VParC: A
Compression Scheme for Numeric Data in Column-oriented Databases
Ke Yan1, Hong Zhu1
and Kevin Lü2
1School of Computer Science and Technology, Huazhong University of Science and Technology, China
2Brunel University, UK
Abstract: Compression is one of
the most important techniques in data management, which is usually used to
improve the query efficiency in database. However, there are some
restrictions on existing compression algorithms that have been applied to
numeric data in column-oriented databases. First, a compression algorithm is
suitable only for columns with certain data distributions not for all kinds of data
columns; second, a data column with irregular distribution is hard to be
compressed; third, the data column compressed by using heavyweight methods
cannot be operated before decompression which leads to inefficient query.
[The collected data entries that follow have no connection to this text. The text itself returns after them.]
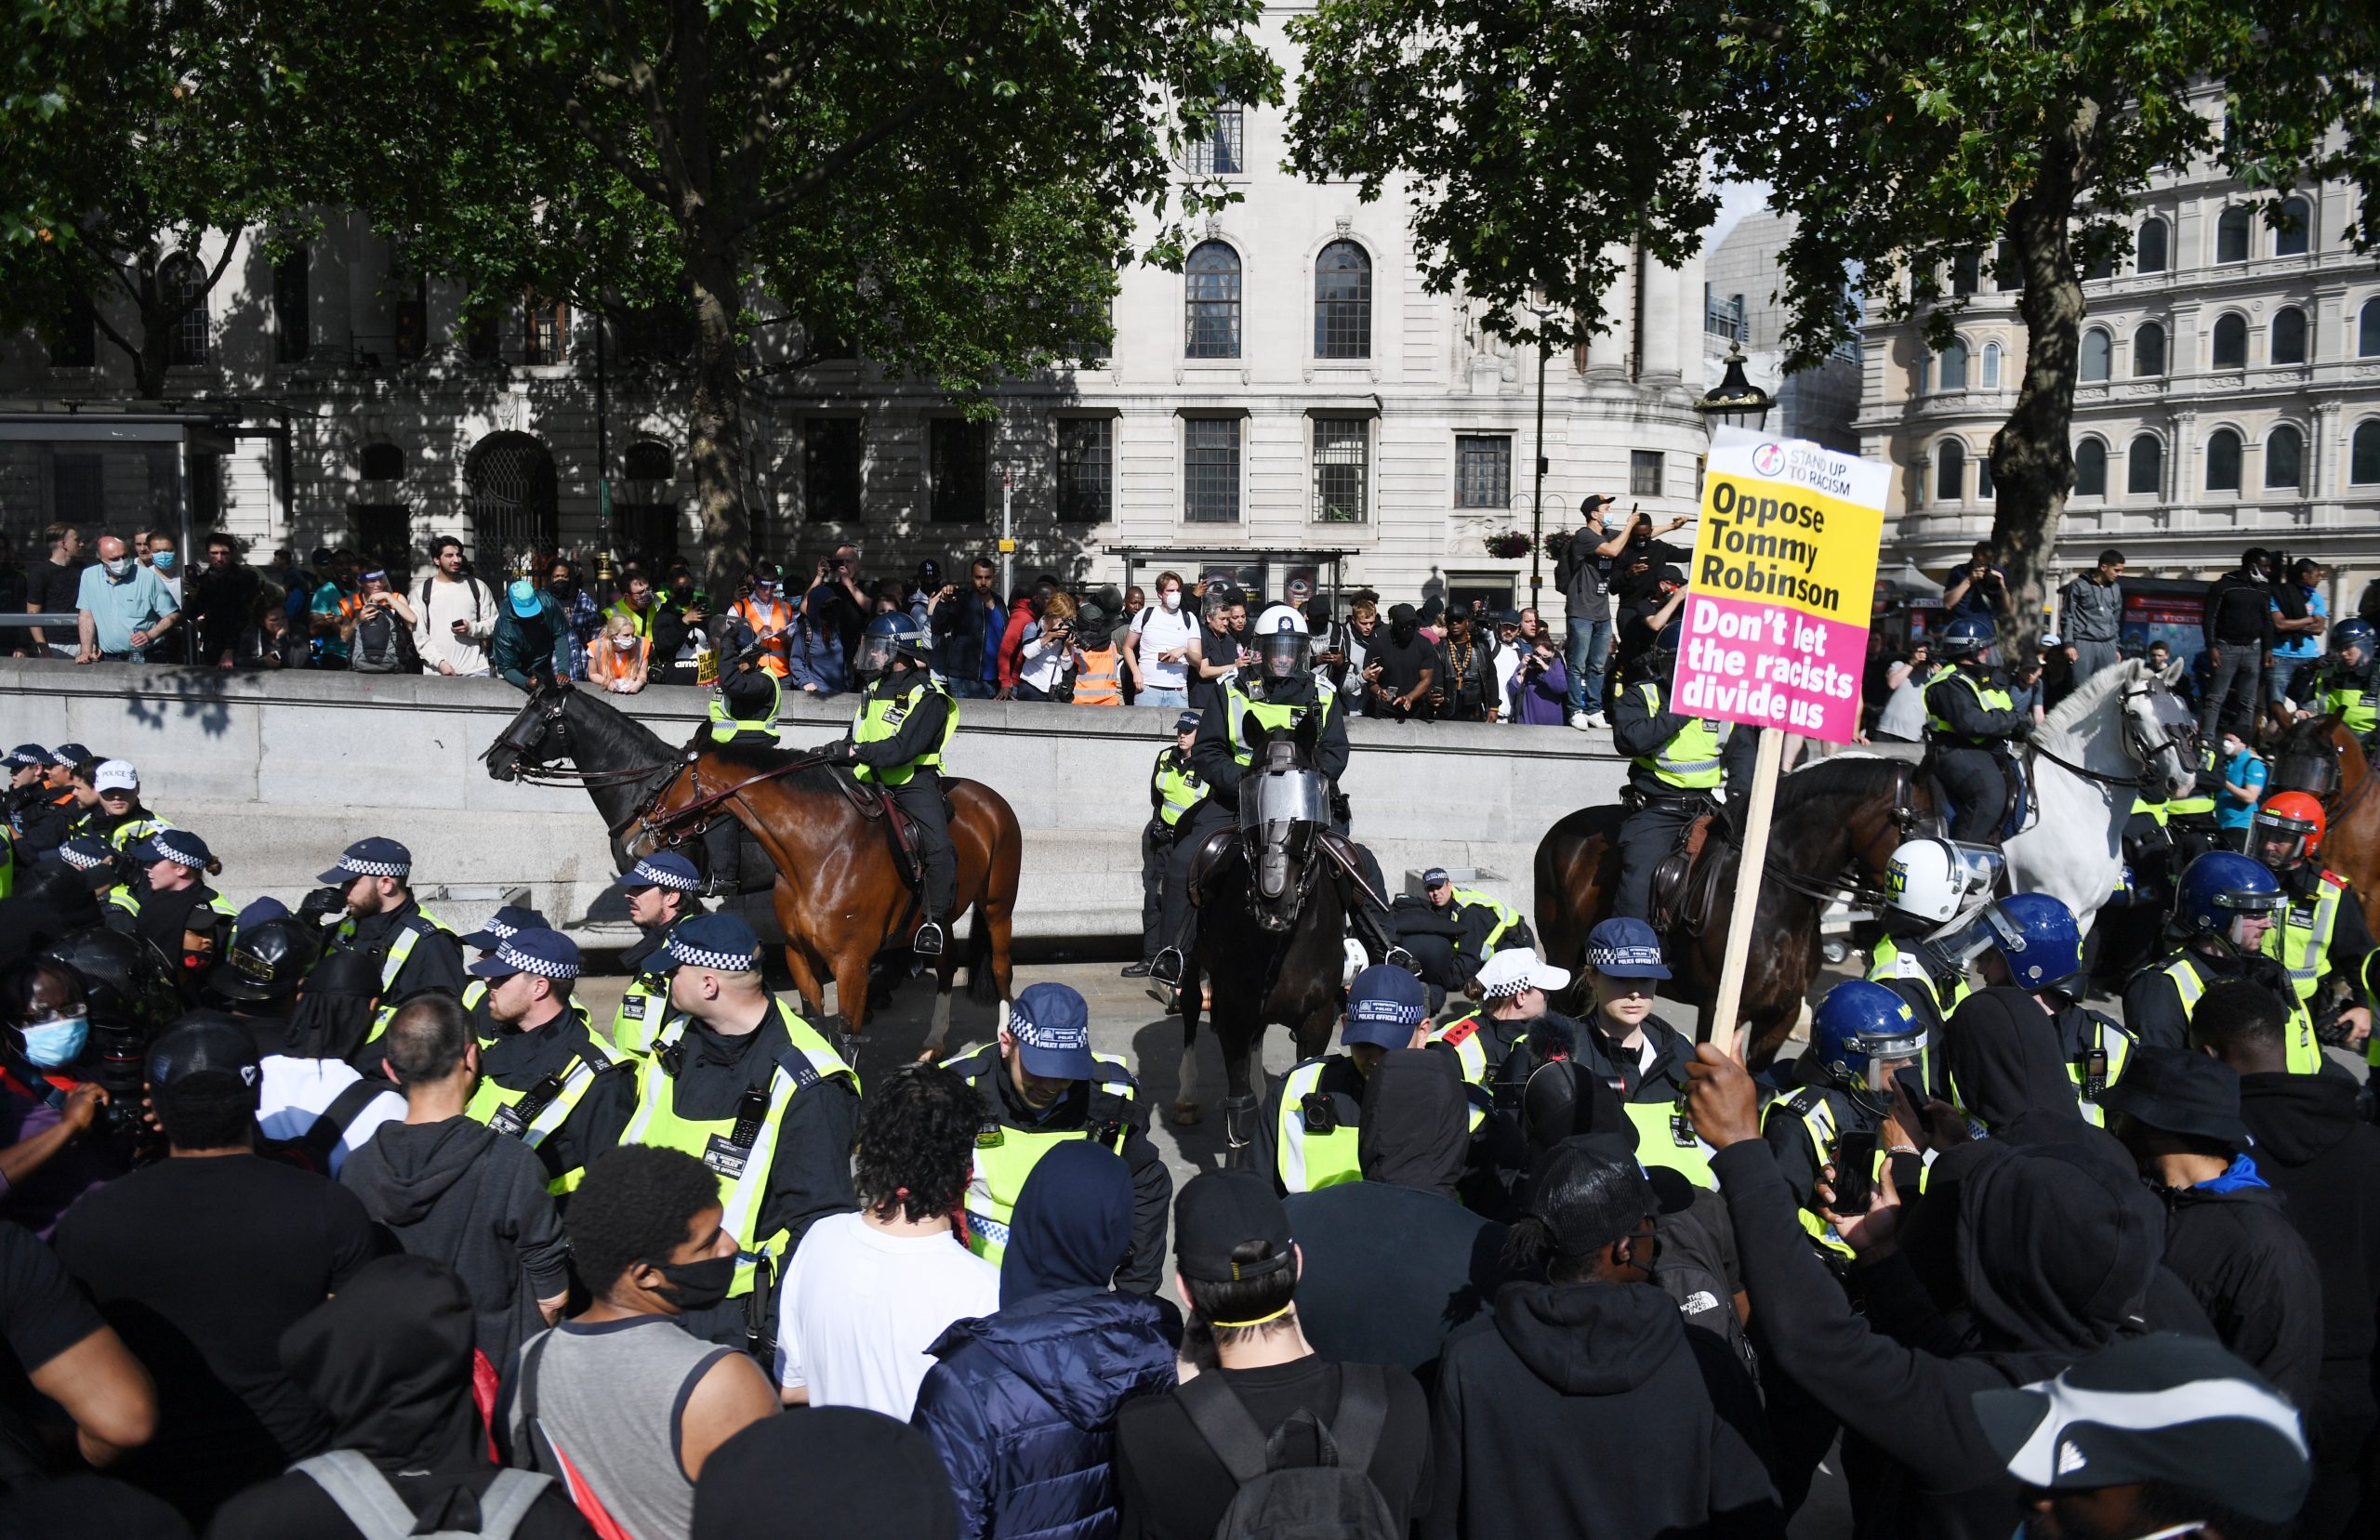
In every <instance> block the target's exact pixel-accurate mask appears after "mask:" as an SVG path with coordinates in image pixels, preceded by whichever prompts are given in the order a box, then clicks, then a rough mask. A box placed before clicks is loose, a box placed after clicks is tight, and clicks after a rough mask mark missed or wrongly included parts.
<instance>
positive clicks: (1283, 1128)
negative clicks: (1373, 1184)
mask: <svg viewBox="0 0 2380 1540" xmlns="http://www.w3.org/2000/svg"><path fill="white" fill-rule="evenodd" d="M1423 995H1426V990H1423V988H1421V981H1418V978H1414V976H1411V974H1407V971H1404V969H1392V966H1388V964H1373V966H1369V969H1364V971H1361V974H1357V976H1354V983H1352V985H1349V988H1347V1016H1345V1019H1342V1021H1340V1047H1342V1050H1345V1052H1335V1054H1323V1057H1321V1059H1307V1062H1304V1064H1299V1066H1295V1069H1292V1071H1290V1073H1285V1076H1283V1078H1280V1083H1276V1085H1273V1093H1271V1097H1269V1100H1266V1107H1264V1121H1261V1123H1257V1159H1259V1162H1261V1166H1264V1169H1266V1171H1271V1173H1273V1188H1276V1190H1278V1192H1280V1195H1283V1197H1288V1195H1290V1192H1316V1190H1321V1188H1335V1185H1338V1183H1345V1181H1364V1162H1361V1159H1357V1138H1359V1135H1357V1126H1359V1123H1361V1121H1364V1081H1366V1078H1371V1071H1373V1066H1378V1064H1380V1059H1383V1057H1385V1054H1388V1052H1390V1050H1395V1047H1411V1045H1414V1028H1418V1026H1421V1016H1423V1007H1426V997H1423Z"/></svg>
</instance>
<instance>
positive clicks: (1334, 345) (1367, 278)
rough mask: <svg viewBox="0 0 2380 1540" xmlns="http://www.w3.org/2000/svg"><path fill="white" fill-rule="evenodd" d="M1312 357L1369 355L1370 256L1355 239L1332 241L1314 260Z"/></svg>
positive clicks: (1370, 292) (1340, 357)
mask: <svg viewBox="0 0 2380 1540" xmlns="http://www.w3.org/2000/svg"><path fill="white" fill-rule="evenodd" d="M1314 357H1319V359H1369V357H1371V257H1366V255H1364V248H1361V245H1357V243H1354V240H1333V243H1330V245H1326V248H1323V255H1321V257H1316V259H1314Z"/></svg>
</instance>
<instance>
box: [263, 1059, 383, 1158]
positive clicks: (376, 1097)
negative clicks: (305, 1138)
mask: <svg viewBox="0 0 2380 1540" xmlns="http://www.w3.org/2000/svg"><path fill="white" fill-rule="evenodd" d="M362 1078H364V1076H362V1073H357V1069H355V1066H352V1064H347V1062H345V1059H293V1057H288V1054H267V1059H264V1090H262V1093H259V1095H257V1128H262V1131H264V1138H269V1140H295V1138H305V1135H307V1131H309V1128H314V1119H319V1116H321V1114H326V1112H331V1102H336V1100H338V1093H343V1090H347V1088H350V1085H355V1083H357V1081H362ZM402 1121H405V1097H402V1095H397V1088H395V1085H390V1088H388V1090H383V1093H381V1095H376V1097H371V1100H369V1102H364V1109H362V1112H357V1114H355V1121H350V1123H347V1131H345V1133H343V1135H340V1138H338V1145H333V1147H331V1176H338V1169H340V1166H345V1164H347V1152H352V1150H362V1147H364V1145H369V1143H371V1135H374V1133H378V1131H381V1123H402Z"/></svg>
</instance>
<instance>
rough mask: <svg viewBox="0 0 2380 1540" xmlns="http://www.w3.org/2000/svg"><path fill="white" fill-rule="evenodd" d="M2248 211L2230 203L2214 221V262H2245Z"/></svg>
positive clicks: (2248, 230)
mask: <svg viewBox="0 0 2380 1540" xmlns="http://www.w3.org/2000/svg"><path fill="white" fill-rule="evenodd" d="M2247 238H2249V212H2247V209H2242V207H2237V205H2232V207H2228V209H2223V219H2218V221H2216V262H2247Z"/></svg>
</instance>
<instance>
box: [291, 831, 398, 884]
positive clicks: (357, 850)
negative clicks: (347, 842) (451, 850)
mask: <svg viewBox="0 0 2380 1540" xmlns="http://www.w3.org/2000/svg"><path fill="white" fill-rule="evenodd" d="M412 869H414V852H412V850H407V847H405V845H397V843H395V840H383V838H381V835H371V838H364V840H357V843H355V845H347V847H345V850H343V852H338V866H331V869H328V871H324V874H319V876H317V878H314V881H317V883H336V885H340V888H345V885H347V883H352V881H355V878H359V876H407V874H412Z"/></svg>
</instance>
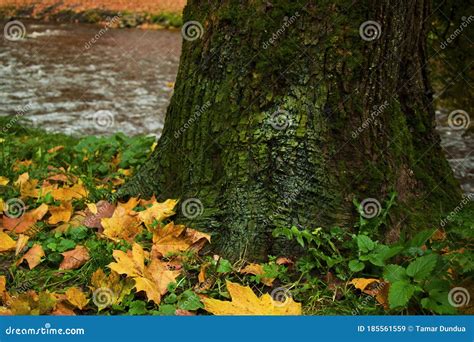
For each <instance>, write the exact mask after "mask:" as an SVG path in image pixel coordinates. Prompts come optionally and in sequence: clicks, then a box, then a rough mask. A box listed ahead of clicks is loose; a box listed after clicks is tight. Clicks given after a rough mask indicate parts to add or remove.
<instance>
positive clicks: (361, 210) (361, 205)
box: [359, 198, 382, 218]
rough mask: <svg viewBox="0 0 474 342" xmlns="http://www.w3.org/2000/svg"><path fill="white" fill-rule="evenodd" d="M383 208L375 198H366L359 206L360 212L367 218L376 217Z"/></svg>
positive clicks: (364, 216)
mask: <svg viewBox="0 0 474 342" xmlns="http://www.w3.org/2000/svg"><path fill="white" fill-rule="evenodd" d="M381 210H382V206H381V205H380V202H379V201H377V200H376V199H375V198H366V199H365V200H363V201H362V202H361V203H360V206H359V213H360V214H361V215H362V216H363V217H365V218H374V217H375V216H377V215H378V214H380V211H381Z"/></svg>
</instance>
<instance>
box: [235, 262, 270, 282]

Based
on the fact that it is more possible for a column to have sub-regularity than
have global-regularity, we developed a compression scheme called Vertically
Partitioning Compression (VParC). This method is suitable for columns with
different data distributions, even for irregular columns in some cases. The
more important thing is that data compressed by VParC can be operated directly without
decompression in advance. Details of the compression and query evaluation approaches
are presented in this paper and the results of our experiments demonstrate the promising features of VParC.
Keywords: Column-stores, data management, compression, query processing,
analytical workload.
Received August 28, 2013; accepted 21
April, 2014